The Coordinating Council on Poultry Growth will be co-chaired by Oklahoma Secretary of Agriculture Jim Reese and Cherokee Nation Secretary of Natural Resources Sara Hill, Oklahoma Gov. Mary Fallin and Cherokee Nation Principal Chief Bill John Baker announced the council's formation on Wednesday.
Critics of large poultry operations say the study is a good start, but that more must be done to reduce pollution from waste produced by chickens, which can get into the watershed.
"Talk is cheap; we want to see some action," Tahlequah resident Ed Brocksmith, a co-founder of the group Save The Illinois River, a watershed in the area, said. "These are factory farms we're talking about. (We) see the dust and feathers, chicken feathers in swimming pools."
Hill said she doesn't know how many birds are currently being grown in the area. But Oklahoma Department of Agriculture, Food and Forestry records show about 200 permits have been issued in the past year for new houses that could hold more than a million birds, many with contractors of Simmons Foods.
In statement to The Associated Press, Simmons said it supports creation of the council.
"We care about the communities where our contract grower farmers operate and welcome efforts to address meaningful, science-based solutions, studies and research," according to the statement.
Officials with the governor's office, the Cherokee Nation and the attorney general's office say the council is not related to an unresolved 2005 lawsuit filed by then-state Attorney General Drew Edmondson against a dozen Arkansas poultry companies.
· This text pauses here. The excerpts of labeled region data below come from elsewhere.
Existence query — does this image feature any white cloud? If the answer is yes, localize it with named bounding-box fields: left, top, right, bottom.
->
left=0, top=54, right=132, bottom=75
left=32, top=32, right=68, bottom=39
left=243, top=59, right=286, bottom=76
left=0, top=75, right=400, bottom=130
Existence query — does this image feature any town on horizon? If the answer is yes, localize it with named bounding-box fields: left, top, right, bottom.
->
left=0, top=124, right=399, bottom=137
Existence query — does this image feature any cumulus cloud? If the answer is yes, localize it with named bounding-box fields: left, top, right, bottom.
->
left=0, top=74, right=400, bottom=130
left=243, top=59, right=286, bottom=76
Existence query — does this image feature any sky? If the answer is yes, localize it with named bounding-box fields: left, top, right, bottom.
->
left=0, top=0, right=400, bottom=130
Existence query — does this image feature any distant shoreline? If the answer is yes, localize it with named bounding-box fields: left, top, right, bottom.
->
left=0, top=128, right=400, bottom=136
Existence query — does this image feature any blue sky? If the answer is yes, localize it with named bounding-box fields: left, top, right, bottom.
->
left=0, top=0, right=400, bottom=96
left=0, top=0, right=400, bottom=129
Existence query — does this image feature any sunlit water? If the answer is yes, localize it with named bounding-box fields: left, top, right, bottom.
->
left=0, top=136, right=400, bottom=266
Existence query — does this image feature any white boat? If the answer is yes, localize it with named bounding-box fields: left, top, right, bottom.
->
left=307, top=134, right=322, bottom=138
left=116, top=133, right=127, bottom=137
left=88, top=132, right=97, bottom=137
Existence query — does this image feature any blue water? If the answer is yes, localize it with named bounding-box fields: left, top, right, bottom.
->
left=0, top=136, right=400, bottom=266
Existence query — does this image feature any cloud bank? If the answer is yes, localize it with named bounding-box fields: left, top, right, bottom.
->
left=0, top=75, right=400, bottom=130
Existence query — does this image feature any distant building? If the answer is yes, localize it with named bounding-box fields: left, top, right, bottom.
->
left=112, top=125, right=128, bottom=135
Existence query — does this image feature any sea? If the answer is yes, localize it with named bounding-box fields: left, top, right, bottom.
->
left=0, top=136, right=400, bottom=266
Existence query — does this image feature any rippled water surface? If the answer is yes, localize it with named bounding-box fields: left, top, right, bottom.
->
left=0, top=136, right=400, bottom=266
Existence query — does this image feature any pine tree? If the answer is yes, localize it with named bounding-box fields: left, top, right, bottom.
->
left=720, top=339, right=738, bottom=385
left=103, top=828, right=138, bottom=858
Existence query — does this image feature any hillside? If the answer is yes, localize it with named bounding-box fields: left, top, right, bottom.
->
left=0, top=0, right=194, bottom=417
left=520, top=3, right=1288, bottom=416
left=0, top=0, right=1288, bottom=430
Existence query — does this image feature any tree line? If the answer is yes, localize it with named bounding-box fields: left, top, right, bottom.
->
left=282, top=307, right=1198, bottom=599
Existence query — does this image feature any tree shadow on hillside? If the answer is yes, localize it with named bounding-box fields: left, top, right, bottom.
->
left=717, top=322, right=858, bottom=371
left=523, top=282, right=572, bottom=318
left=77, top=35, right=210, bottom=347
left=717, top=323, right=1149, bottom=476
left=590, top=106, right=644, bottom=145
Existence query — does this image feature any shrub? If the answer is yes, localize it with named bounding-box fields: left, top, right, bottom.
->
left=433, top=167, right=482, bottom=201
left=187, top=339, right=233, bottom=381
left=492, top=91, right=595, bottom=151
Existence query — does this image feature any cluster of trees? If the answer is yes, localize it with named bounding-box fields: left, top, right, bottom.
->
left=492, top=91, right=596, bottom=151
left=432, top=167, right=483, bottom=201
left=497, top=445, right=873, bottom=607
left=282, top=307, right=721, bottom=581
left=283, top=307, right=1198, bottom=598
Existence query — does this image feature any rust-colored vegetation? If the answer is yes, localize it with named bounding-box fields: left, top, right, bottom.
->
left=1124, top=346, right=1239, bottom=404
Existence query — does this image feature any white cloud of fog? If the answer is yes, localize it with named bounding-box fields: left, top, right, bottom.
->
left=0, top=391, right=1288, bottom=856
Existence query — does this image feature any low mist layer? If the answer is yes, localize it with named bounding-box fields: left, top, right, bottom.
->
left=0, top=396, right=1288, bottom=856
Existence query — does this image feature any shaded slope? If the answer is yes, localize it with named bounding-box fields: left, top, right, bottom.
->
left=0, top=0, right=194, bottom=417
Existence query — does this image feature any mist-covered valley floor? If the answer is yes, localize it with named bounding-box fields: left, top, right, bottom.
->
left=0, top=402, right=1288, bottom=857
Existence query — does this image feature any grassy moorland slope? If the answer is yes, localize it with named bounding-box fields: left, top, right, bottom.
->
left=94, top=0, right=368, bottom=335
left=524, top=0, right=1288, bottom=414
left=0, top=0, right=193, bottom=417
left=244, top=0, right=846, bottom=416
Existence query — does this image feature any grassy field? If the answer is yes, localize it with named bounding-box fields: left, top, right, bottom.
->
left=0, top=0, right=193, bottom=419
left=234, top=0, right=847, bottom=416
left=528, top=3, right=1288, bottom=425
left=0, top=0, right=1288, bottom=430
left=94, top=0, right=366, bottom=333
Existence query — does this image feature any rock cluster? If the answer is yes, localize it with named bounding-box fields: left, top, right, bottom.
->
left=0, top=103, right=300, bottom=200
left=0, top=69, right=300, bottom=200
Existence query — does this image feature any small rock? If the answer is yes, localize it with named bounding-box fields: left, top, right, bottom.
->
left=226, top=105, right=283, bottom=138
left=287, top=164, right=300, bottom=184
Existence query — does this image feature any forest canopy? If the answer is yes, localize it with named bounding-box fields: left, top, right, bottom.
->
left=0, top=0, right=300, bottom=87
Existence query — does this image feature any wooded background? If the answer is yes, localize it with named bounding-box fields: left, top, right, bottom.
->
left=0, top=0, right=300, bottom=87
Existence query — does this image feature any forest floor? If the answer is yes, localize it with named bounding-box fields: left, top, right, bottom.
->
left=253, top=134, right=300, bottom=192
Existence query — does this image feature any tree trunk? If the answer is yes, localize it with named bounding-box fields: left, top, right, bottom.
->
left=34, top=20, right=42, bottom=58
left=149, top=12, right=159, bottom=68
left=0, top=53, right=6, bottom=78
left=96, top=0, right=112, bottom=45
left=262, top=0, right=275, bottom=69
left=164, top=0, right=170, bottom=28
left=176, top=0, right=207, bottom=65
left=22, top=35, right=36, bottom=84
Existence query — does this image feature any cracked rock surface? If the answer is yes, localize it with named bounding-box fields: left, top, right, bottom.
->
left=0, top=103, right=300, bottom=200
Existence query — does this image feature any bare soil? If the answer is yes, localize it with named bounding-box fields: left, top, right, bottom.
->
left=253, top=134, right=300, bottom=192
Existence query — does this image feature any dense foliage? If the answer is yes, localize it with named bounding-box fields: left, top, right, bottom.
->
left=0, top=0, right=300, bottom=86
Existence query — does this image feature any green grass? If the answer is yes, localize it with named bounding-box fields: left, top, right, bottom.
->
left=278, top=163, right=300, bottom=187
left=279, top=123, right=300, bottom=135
Edmondson, the Democratic nominee for governor, said he was not aware of the council until seeing media reports. He added: "There was no reason to reach out to me. I'm not in elective office."
The council is to include staff from the Cherokee Nation, the Oklahoma Department of Food, Forestry and Agriculture, the Oklahoma Water Resources Board, the Grand River Dam Authority, and the Oklahoma Conservation Commission.